Food Food Delivery Apps Should Display The Carbon Footprint Of Each Order

Jaydee Tarpeh
2 min readNov 3, 2020

Main point: Food delivery apps (DoorDash, UberEats, SkipTheDishes, etc.) should modify their ordering apps to display the carbon footprint (or something more user-friendly) of each order.

Photo by Griffin Wooldridge on Unsplash

I do Door Dash in the evenings. Last night I got a $2.99 order for two egg rolls that I delivered 12km away (the Chinese restaurant is near my apartment, so 24km in total).

Yes, two egg rolls, $2.99, and 24 kilometres of driving in total!

It was not the first time either — I am sure there are drivers with more ridiculous stories. There are also the 20-something kilometre deliveries (40km if it’s a round trip) from large franchises like McDonald’s, KFC, Tim Hortons, etc. with tens of other locations that are much closer. Same restaurant, same trashy food, so unless you know the person preparing the food personally, there is no reason for this.

Anyway, last night got me thinking about the environmental impact of food delivery apps.

P.S. I don’t have the customer-facing app because I don’t have the level of self-control required to have thousands of restaurants in your pocket when you are hungry and need to cook the same pasta and meatballs you’ve been having for the last week. But I digress.

I assume customers do not know the location they are ordering from — I may be wrong.

So here my question:

What if customers were not only aware of the order distance but also the carbon footprint of their order?
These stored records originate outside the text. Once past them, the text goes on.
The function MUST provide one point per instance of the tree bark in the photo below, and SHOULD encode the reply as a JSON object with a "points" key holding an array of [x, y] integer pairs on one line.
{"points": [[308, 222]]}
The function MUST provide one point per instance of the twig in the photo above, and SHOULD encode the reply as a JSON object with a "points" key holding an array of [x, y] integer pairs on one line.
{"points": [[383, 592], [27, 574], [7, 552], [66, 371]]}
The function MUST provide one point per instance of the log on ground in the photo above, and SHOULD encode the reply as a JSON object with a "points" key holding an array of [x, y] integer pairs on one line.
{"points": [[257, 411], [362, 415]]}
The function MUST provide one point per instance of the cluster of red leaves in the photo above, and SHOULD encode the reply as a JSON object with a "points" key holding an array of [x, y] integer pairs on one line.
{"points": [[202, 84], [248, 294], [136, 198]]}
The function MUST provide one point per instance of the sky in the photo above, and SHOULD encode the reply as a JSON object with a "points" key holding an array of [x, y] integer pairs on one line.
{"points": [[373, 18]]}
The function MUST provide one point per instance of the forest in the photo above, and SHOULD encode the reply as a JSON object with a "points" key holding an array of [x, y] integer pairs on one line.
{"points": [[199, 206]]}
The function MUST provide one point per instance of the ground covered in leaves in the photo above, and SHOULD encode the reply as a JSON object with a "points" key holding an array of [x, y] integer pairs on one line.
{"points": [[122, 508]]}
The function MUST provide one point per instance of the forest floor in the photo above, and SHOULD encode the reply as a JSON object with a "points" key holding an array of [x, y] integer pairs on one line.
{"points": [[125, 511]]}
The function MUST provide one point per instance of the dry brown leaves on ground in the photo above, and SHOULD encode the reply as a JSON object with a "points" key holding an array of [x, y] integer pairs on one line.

What decisions would customers make if the carbon footprint of the order was displayed on the app right before they place an order? Kinda like “Smoking Kills!” or the calorie count on fast food wrapping paper.

Food delivery apps have blossomed during the Covid-19 pandemic and are probably on their way to becoming the primary vehicle between customers and their food.

I think it’s time for food delivery apps to take some responsibility in the fight against climate change — by making consumers aware of how their ordering decisions are impacting the environment.